The Arizona House and Senate voted on Wednesday and Thursday to advance Senate Bill 1346, which amends an existing law regarding AIDS instruction by repealing homophobic provisions, including that no course study may present “homosexuality as a positive alternative life-style.”
Gov. Doug Ducey (R-Ariz.) swiftly signed the bipartisan bill after the Senate’s 19-10 vote on Thursday, calling it a “common sense solution.”
“I was proud to be a part of a positive effort to change Arizona law in order to make all students feel more welcomed in Arizona’s classrooms,” Arizona state Rep. T.J. Shope (R) said in a statement on Thursday.
The 1991 law, which also prohibited HIV and AIDS instruction that “suggests that some methods of sex are safe methods of homosexual sex,” was challenged in a lawsuit filed last month on behalf of LGBTQ advocacy group Equality Arizona.
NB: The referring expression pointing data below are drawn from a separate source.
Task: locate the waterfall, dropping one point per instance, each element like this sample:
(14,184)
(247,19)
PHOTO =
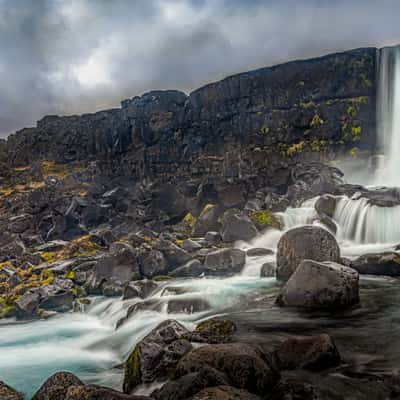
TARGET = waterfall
(362,222)
(388,115)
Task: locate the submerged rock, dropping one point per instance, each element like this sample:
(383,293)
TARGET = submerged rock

The suit alleged the law discriminated against LGBTQ youth and “communicates to teachers and students that there is something so undesirable, shameful, or controversial about ‘homosexuality’ that any positive portrayals of LGBTQ people or same-sex relationships must be explicitly barred.”
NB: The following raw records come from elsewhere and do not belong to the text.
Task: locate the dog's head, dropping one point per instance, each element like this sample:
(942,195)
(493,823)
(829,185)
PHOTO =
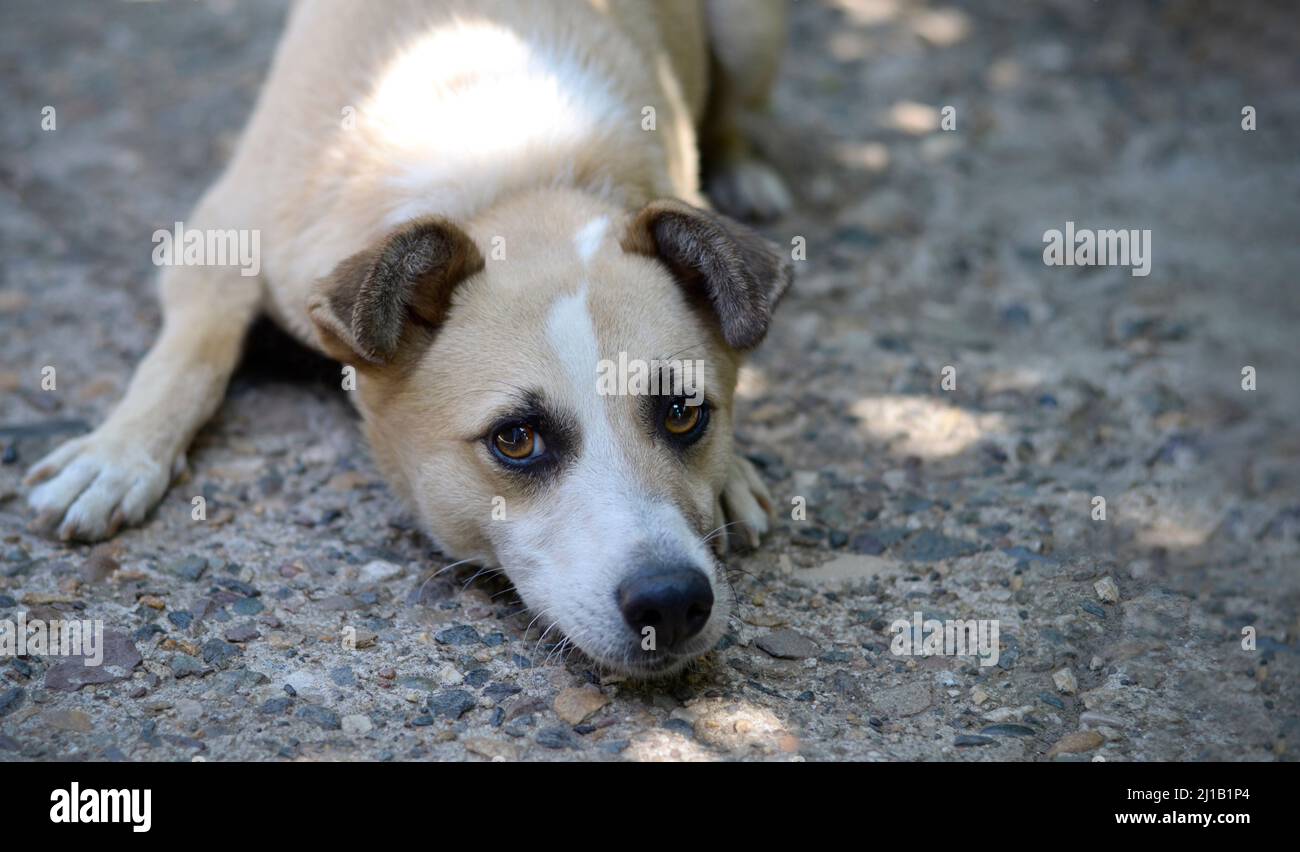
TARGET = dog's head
(551,388)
Arizona Attorney General Mark Brnovich on Tuesday refused to join the lawsuit, which named the state’s Board of Education and Superintendent of Public Instruction Kathy Hoffman as defendants.
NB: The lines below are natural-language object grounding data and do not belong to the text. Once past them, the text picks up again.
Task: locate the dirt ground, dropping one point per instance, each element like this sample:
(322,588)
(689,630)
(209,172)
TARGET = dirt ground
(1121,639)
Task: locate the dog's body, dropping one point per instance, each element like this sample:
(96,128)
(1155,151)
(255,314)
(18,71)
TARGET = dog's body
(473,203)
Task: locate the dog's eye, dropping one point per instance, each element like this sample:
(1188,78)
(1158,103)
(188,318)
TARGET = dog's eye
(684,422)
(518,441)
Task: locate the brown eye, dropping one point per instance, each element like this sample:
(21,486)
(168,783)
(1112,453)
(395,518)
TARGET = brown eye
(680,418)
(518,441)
Hoffman had previously expressed her opposition to the law, and on Thursday applauded the repeal.
“After nearly three decades of this law placing stigma on our #LGBTQ community, the repeal sends a signal to every student, teacher, and family in Arizona that they are welcome in our schools – regardless of who they are and who they love,” Hoffman wrote in a Twitter thread.
Arizona was one of seven states with anti-LGBT curriculum laws.
According to Lambda Legal, an LGBTQ legal advocacy group, these so-called “no promo homo” laws are state or local statutes “that restrict or prohibit the discussion of lesbian, gay, bisexual, or transgender (LGBT) issues in the classroom.”
“Some of these laws affirmatively require schools to portray LGBT people in a negative light, or prohibit schools from portraying LGBT people in a positive light. Others prohibit even the discussion of LGBT people in certain curriculum,” Lambda Legal states on its website.
Such laws currently exist in Alabama, Louisiana, Mississippi, Oklahoma, South Carolina and Texas.